Operating under difficult conditions, the Lebanese law enforcement community faced some challenges in investigating crimes, due in part to the lack of specific expertise. Limited progress had been achieved in that regard, particularly in the area of crime scene investigations and cooperation between law enforcement agencies. Increased international support would be needed to remedy those shortcomings. Few results could have been achieved without productive cooperation between the Commission and the Lebanese authorities, which included almost daily meetings with the Prosecutor and his staff, as well as meetings with the investigating judges in each of the targeted attacks.
Based on the understanding reached with the Syrian authorities in January 2006, cooperation had improved considerably, he added. The Commission had been able to interview a number of Syrian officials, including at the highest echelon of the State, access archives and successfully conduct numerous missions to Syria. That cooperation remained essential to the successful completion of the Commission’s mandate. Also of paramount importance was cooperation with other States.
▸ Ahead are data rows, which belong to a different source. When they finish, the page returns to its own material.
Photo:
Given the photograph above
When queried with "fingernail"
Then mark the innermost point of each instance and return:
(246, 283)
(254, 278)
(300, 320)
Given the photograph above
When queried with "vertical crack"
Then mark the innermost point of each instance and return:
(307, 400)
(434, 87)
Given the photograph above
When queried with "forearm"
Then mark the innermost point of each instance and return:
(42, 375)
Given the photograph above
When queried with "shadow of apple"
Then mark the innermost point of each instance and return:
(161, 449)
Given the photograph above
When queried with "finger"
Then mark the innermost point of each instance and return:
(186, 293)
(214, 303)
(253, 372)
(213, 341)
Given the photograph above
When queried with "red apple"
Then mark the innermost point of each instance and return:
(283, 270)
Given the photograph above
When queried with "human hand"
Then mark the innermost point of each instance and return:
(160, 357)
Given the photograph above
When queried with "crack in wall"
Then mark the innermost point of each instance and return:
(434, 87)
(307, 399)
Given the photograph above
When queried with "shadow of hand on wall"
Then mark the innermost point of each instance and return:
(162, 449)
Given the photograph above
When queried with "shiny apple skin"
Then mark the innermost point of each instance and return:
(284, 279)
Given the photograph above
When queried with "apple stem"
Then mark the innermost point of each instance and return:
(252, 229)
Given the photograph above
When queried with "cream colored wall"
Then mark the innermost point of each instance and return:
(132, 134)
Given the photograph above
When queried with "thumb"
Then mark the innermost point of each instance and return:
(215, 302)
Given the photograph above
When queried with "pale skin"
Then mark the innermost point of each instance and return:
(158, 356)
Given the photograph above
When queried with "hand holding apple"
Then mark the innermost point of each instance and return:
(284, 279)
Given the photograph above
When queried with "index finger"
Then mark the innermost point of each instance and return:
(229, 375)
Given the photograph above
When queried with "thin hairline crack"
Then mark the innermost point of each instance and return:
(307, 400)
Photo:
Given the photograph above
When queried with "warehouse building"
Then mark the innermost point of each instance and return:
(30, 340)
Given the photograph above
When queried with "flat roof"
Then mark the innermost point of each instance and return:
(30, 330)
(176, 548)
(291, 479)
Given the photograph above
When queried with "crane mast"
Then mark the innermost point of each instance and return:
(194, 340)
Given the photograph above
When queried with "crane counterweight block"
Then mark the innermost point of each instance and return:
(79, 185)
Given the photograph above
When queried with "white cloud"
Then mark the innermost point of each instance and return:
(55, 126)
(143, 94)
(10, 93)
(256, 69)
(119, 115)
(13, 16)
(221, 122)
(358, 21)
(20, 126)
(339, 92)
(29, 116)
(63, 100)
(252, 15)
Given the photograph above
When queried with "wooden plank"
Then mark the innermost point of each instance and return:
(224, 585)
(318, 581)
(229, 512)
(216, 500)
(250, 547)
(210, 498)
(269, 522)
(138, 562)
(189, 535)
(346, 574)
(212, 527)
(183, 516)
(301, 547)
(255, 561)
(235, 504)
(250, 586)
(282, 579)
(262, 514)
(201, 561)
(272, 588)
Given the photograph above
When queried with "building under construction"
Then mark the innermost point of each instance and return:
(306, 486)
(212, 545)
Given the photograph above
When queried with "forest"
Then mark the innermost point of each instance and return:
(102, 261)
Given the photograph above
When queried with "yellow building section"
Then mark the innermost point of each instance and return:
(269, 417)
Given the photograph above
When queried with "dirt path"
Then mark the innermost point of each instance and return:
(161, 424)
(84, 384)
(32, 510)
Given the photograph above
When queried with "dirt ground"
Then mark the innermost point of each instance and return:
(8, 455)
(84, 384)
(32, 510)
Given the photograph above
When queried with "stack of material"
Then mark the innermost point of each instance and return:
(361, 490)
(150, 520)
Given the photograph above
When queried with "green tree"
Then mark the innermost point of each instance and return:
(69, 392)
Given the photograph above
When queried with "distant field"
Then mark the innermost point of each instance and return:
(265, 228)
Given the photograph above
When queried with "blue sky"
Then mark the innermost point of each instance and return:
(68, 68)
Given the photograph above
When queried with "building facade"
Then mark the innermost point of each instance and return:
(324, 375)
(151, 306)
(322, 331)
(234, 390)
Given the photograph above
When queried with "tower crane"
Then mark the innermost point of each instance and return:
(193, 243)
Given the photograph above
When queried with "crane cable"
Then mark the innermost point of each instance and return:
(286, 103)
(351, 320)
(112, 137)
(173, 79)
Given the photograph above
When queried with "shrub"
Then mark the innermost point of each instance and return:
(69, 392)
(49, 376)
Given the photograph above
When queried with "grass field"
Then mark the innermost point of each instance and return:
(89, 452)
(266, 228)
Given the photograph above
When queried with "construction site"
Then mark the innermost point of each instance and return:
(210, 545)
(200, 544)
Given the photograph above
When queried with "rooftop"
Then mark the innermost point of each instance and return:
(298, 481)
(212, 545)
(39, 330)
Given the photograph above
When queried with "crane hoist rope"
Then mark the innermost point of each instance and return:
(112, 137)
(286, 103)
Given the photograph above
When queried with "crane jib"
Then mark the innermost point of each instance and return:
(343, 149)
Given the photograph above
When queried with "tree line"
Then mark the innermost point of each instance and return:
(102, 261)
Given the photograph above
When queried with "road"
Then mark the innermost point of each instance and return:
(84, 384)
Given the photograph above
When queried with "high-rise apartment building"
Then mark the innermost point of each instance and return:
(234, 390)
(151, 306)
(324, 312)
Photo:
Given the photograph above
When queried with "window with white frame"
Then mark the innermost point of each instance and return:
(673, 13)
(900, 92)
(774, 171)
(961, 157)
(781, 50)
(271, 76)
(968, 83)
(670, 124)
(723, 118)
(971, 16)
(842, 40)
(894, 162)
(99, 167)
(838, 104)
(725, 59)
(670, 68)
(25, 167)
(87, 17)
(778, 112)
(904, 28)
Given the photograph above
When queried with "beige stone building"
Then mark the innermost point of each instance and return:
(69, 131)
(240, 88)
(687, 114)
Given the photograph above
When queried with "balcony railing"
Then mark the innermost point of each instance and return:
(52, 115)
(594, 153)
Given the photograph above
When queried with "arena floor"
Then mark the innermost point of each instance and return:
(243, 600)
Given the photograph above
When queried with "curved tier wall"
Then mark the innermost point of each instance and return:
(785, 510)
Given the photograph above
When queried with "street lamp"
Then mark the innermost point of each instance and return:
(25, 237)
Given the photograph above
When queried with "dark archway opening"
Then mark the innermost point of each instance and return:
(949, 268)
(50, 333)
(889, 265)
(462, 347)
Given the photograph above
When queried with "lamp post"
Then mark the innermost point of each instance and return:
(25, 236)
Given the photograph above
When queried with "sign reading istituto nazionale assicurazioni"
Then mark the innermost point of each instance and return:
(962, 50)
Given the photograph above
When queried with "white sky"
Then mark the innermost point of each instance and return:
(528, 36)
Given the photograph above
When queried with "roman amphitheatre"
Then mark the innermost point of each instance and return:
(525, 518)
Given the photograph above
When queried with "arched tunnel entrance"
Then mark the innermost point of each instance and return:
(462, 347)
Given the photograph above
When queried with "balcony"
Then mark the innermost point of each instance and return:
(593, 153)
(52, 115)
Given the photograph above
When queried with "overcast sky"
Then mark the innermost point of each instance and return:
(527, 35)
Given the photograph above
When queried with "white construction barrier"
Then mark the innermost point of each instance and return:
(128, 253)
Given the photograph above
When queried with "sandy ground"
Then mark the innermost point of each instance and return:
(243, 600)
The Commission continued to rely on all States to provide information, make individuals available for interviews and provide technical support, as requested.
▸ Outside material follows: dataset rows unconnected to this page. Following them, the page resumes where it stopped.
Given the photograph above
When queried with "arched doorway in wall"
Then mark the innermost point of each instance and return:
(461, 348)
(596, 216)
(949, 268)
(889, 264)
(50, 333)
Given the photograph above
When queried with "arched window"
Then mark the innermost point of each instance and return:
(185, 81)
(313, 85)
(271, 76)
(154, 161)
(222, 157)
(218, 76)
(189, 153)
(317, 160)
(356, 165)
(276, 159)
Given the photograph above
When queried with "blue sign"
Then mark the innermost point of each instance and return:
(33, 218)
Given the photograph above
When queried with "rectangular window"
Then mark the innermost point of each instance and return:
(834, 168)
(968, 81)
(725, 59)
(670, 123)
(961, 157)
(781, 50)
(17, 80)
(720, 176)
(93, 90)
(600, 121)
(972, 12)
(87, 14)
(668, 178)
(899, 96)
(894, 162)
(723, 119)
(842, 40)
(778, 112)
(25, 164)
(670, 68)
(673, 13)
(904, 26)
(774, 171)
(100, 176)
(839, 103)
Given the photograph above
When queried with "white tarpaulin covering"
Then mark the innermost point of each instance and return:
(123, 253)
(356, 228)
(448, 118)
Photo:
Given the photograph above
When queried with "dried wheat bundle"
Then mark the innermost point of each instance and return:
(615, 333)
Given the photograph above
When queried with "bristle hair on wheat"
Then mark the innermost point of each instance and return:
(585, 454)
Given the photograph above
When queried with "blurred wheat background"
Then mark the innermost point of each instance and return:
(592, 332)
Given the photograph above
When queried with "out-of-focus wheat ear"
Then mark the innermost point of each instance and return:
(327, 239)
As for when the investigation would be completed, he said that an investigation was never an exact science. The completion of the investigation would depend on the final results of several ongoing projects and on cooperation of all States. Equally important would be the Commission’s capacity -- and in the next phase, the ability of the Office of the Prosecutor -- to encourage additional witnesses to come forward.
Following the briefing, Council President Marcello Spatafora ( Italy) warmly thanked Commissioner Brammertz for his outstanding performance in addressing a “difficult and challenging mandate” in a “delicate” political environment. With the Commissioner moving to the International Criminal Tribunal for the Former Yugoslavia, where he would soon become Prosecutor, he said that the Commission’s loss would be the gain of the Tribunal. The President also warmly welcomed the new Commissioner, Daniel Bellemare, who would also serve as the Prosecutor of the Special Tribunal.
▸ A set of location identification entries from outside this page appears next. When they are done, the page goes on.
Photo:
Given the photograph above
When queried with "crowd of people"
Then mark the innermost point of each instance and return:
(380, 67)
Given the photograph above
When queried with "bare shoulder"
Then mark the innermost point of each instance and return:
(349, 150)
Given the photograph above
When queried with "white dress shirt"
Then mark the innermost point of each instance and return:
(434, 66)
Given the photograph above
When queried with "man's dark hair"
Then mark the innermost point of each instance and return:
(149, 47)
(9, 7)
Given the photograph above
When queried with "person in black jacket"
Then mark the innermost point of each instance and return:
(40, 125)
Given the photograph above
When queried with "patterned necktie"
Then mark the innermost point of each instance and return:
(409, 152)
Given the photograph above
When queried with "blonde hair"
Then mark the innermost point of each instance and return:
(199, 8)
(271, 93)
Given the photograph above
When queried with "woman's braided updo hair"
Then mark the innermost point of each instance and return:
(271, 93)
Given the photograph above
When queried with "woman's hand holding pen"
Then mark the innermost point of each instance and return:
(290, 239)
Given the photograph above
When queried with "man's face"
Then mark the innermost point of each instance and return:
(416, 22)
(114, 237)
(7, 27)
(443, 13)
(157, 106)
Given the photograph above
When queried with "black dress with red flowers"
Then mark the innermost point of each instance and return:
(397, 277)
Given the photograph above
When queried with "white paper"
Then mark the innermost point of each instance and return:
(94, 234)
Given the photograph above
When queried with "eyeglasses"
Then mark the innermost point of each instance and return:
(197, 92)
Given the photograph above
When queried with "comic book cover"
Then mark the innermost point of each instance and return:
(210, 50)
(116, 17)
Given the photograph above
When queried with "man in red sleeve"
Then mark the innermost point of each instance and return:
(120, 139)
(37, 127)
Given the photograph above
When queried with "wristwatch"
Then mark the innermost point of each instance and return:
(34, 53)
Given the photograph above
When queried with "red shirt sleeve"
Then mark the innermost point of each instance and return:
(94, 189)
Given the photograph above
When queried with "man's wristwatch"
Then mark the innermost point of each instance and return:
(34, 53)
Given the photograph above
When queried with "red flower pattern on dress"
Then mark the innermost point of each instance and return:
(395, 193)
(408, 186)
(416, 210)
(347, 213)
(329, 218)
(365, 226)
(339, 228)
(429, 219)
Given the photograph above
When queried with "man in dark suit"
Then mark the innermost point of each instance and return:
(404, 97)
The representative of Lebanon congratulated Mr. Brammertz, the “honest” Commissioner for his “studious” work. Mr. Brammertz and his team had managed to narrow the scope of the investigation concerning the circumstances surrounding the assassination of Mr. Hariri. The Commission had provided a more specific clarification of the motives of the assassination. Numerous findings had proved the hypothesis of a practical and operational link between the perpetrators of the crime and those of other acts. Above all, the Commission had found that teams of perpetrators were still free to move and that they had broad operational capacities.
The ninth report of the Investigation Commission is contained in document S/2007/684.
The meeting started at 3:10 p.m. and was adjourned at 3:40 p.m.